Dans ma famille, je suis de la quatrième génération d’agriculteurs depuis mon arrière grand-mère. Même s’il faut avouer que nous ne sommes plus nombreux, agriculteurs proprement dit dans cette génération, j’ai cultivé cette passion dès mon plus jeune âge en assistant mes parents dans l’élevage familial. J’ai passé les 5 premières années de ma vie au milieu de lapins, poulets et oeufs qu’il fallait laisser éclore sans les toucher. C’est ainsi que l’agriculture s’est incrustée dans ma vie de façon irréversible. Allier digital et agriculture, c’est un épisode qui commence en Mi-2014. Et cela s’est fait spontanément pour le jeune que j’étais, disposant des 2 compétences. Je me suis dis que ce serait un moyen de créer le pont entre 2 mondes qui ne communiquent pas souvent aisément.

3- Tu as été récemment été élu champion digital de l’agriculture dans le cadre de l’initiative Africa 4 tech. Comment t’es tu retrouvé dans cette compétition ?

Africa 4 Tech se veut être le réseau des entrepreneurs innovants par excellence sur le continent africain. Fondée par des pointures du numérique, la particularité de cette entité est qu’elle souhaite mettre en évidence l’aspect transversal et utile du numérique dans 4 domaines d’activité à savoir l’agriculture, l’éducation, la santé et l’énergie, lesquels représentent sans aucun doute des thématiques dans les années à venir sur le continent africain. Pour me retrouver au sein de cette compétition, j’ai reçu un mail d’un ami qui présentait l’événement et m’encourageait à m’y inscrire. J’ai donc intégré le processus de sélection à plusieurs étapes, j’ai passé les interviews en ligne et enfin, j’ai été invité à Marrakech

4- Quelles sont les responsabilités et les avantages que t’apporte ce titre ?

Mon rôle en tant que Champion Digital de l’Agriculture sur le continent, c’est de développer la conscience de l’importance du potentiel du monde digital dans mon domaine, et de promouvoir les initiatives contribuant à cette prise de conscience. Ceci passe en priorité par le développement de mon propre projet de construction d’unités aquaponiques, car c’est ce dernier qui permet au jury international de l’événement de me hisser sur la plus haute marche du podium. Grâce à ce titre, j’ai été intervenant à une conférence d’ouverture de la COP22 à Marrakech. Et d’autres grandes choses se préparent mais je préfère rester discret à ce sujet.

5- Justement, à propos de ton projet de construction d’unités aquaponiques urbaines, qu’est ce qu’une unité aquaponique et de quelle manière peut elle améliorer notre quotidien ?

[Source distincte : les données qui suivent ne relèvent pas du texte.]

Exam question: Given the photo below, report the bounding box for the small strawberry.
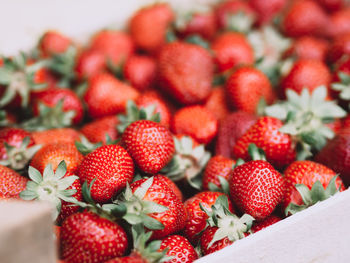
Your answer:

Une unité aquaponique est une sorte de ferme mobile au sein de laquelle nous créons une symbiose entre un élevage de poissons et un bassin de culture de végétaux. En utilisant les excréments de poissons comme engrais fertilisant pour les plantes, nous éliminons tout apport chimique dans l’alimentation des hommes, nous multiplions par 3 le potentiel de production, nous réduisons de 90% la consommation d’eau qui devient une denrée rare sur la planète et enfin, nous réduisons de l’ordre de 20% les émissions de CO2 dues aux activités agricoles. C’est en tous ces points qu’une unité aquaponique peut améliorer le quotidien des hommes : dépenser moins d’intrants pour s’alimenter mieux dans un environnement plus sain

6- Comment décrirais tu l’environnement digital camerounais aujourd’hui ?

Selon moi, il y a beaucoup de volonté. Mais quelque chose qui manque encore de façon criarde, ce sont les données. Ces informations qui permettraient à des entreprises de se positionner, à des individus de faire des études de marché et de pouvoir analyser la société. L’écosystème se développe sans réelles orientations, on parle d’influence par exemple sans être capables d’évaluer les impacts réels des concernés dans notre vie de tous les jours. D’où notre idée au sein d’Organiz Agency, l’agence que je co-dirige avec mon cofondateur Jedidia Ntep, de créer des baromètres digitaux dont les chiffres sont basés sur des études multi-canales terrain/internet.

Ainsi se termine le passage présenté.